しかも、屋根と腰掛けがあると、人が集まる。人が集まると、隣の甘いものも売れる」
「その屋根は誰が作った」
「傘の利益で作りました」
信長は思わず笑った。
「傘を売るために、傘がいらん場所を作るのか」
「雨がやむまで座ってもらう場所です。濡れて困ってる人が、いきなり高い傘を買うより、
落ち着いて選べる方が買いやすいんです」
「ほんま、いちいち考えとるな」
さらに道を進む。
街道の店は大きくはない。
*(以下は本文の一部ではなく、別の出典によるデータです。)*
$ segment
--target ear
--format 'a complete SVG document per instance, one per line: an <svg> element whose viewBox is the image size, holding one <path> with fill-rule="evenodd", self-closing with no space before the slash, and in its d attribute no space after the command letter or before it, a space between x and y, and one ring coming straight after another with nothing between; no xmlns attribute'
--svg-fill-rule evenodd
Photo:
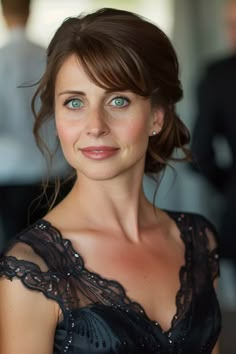
<svg viewBox="0 0 236 354"><path fill-rule="evenodd" d="M149 130L150 136L160 133L164 123L164 117L165 117L165 111L162 107L153 108L151 120L150 120L150 130Z"/></svg>

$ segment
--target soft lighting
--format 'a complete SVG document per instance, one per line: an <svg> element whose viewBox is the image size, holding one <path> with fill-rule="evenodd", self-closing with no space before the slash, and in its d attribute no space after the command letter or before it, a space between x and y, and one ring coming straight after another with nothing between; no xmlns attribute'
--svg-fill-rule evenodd
<svg viewBox="0 0 236 354"><path fill-rule="evenodd" d="M174 0L34 0L27 26L28 36L47 46L56 29L66 17L91 12L101 7L134 11L163 29L171 37ZM0 15L0 46L7 39L7 30Z"/></svg>

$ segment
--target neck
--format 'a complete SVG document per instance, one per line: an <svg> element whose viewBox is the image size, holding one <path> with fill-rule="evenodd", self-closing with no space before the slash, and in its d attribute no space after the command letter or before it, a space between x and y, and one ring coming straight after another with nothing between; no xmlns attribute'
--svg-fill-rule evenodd
<svg viewBox="0 0 236 354"><path fill-rule="evenodd" d="M139 239L140 229L156 218L153 206L143 192L142 178L142 173L133 173L94 181L79 175L64 203L68 210L69 205L73 205L69 213L74 220L79 215L89 226L122 231L135 242Z"/></svg>
<svg viewBox="0 0 236 354"><path fill-rule="evenodd" d="M11 30L13 28L22 27L25 28L27 20L25 17L7 16L6 17L7 27Z"/></svg>

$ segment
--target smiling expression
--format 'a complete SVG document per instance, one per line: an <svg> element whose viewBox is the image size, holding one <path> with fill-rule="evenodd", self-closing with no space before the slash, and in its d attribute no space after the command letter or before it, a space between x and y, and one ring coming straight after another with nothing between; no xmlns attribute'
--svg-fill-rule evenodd
<svg viewBox="0 0 236 354"><path fill-rule="evenodd" d="M68 163L78 174L109 179L144 168L148 140L160 130L163 112L130 91L97 86L75 55L60 68L55 83L55 120Z"/></svg>

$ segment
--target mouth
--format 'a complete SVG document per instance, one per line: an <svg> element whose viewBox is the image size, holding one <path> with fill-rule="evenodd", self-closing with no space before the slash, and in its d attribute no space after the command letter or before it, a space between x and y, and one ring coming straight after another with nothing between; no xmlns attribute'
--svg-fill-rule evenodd
<svg viewBox="0 0 236 354"><path fill-rule="evenodd" d="M79 150L86 158L104 160L116 155L119 148L113 146L87 146Z"/></svg>
<svg viewBox="0 0 236 354"><path fill-rule="evenodd" d="M81 148L80 150L85 152L102 152L102 151L114 151L114 150L118 150L118 148L115 148L113 146L88 146L85 148Z"/></svg>

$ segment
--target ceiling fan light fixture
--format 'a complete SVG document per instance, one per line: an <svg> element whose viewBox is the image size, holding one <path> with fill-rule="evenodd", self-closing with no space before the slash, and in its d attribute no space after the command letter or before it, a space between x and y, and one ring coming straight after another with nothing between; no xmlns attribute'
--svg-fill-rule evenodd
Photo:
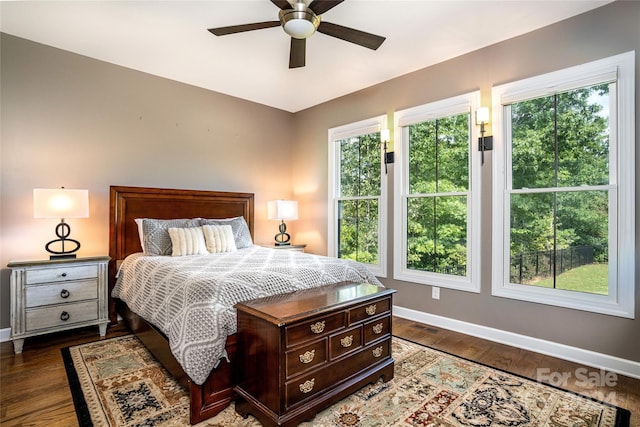
<svg viewBox="0 0 640 427"><path fill-rule="evenodd" d="M2 1L2 0L0 0ZM289 48L289 68L305 66L307 38L313 33L335 37L368 49L376 50L385 38L342 25L322 21L322 14L342 4L344 0L271 0L280 9L277 21L254 22L252 24L229 25L210 28L216 36L242 33L245 31L273 28L280 25L291 37ZM322 21L322 22L321 22Z"/></svg>
<svg viewBox="0 0 640 427"><path fill-rule="evenodd" d="M320 17L307 9L304 3L297 3L295 9L281 10L278 15L284 32L294 39L306 39L315 33L320 25Z"/></svg>

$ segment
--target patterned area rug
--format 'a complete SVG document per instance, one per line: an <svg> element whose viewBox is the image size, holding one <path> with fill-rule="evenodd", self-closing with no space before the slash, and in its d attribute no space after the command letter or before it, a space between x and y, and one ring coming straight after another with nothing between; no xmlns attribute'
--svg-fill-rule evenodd
<svg viewBox="0 0 640 427"><path fill-rule="evenodd" d="M63 349L84 426L188 426L187 392L132 335ZM628 427L629 412L397 337L395 378L303 426ZM198 427L259 426L233 404Z"/></svg>

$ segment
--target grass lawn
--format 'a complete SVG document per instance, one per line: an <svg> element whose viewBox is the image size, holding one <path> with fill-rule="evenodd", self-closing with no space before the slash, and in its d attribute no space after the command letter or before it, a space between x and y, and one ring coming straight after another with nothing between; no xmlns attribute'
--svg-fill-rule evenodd
<svg viewBox="0 0 640 427"><path fill-rule="evenodd" d="M589 264L565 271L557 278L556 288L569 291L607 295L609 279L607 264ZM553 287L553 278L548 277L531 283L545 288Z"/></svg>

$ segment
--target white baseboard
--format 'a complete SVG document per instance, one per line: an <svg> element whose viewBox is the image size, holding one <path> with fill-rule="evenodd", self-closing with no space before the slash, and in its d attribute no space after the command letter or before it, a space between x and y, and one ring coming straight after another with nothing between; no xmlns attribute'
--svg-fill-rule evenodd
<svg viewBox="0 0 640 427"><path fill-rule="evenodd" d="M0 329L0 342L11 341L11 328Z"/></svg>
<svg viewBox="0 0 640 427"><path fill-rule="evenodd" d="M632 360L596 353L595 351L571 347L552 341L545 341L539 338L532 338L500 329L489 328L487 326L462 322L460 320L404 307L393 306L393 315L640 379L640 363Z"/></svg>

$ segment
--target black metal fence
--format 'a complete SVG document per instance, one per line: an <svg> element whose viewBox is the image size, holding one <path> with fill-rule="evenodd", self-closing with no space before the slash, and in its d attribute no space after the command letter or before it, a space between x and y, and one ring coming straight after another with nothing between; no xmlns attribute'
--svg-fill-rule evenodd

だが、どこも少しずつ整っていた。
茶を出す店には、足を洗う桶がある。
小物屋には、荷を一時的に預けられる棚がある。
飯屋には、子どもが座りやすい低い台がある。
炊き出し場の横には、寺への寄進箱が置かれている。
豪華ではない。
だが、人が困る前に、少しだけ助ける仕組みがあった。
信長は、それを黙って見ていた。
やがて、道の向こうに伊勢の町が見え始めた。
その瞬間、空気が変わった。
蟹江の港の賑わいとも違う。
尾張の市の活気とも違う。
松阪の整った流れとも違う。
人が、多い。
ただ多いだけではない。
祈る者。
買う者。
売る者。
運ぶ者。
案内する者。
休む者。
笑う者。
泣く者。
すべてが一つの大きな流れになっていた。
滝川筋の者が、思わず呟いた。
「……これは、城下町とは違うな」
藤吉郎も息を呑んだ。
「蟹江の港どころではありませんな」
博之は静かに言った。
「ここからです」
信長は、遠くに広がる伊勢の賑わいを見つめた。
まだ神宮そのものには着いていない。
だが、すでに分かる。
これは、ただの町ではない。
信仰と商いと旅と飯と銭が、ぐるぐると回る場所。
博之が「見れば分かる」と言った意味が、少しずつ形を持ち始めていた。
信長は低く呟いた。
「なるほどな」
その声には、驚きと、警戒と、そして少しの興奮が混じっていた。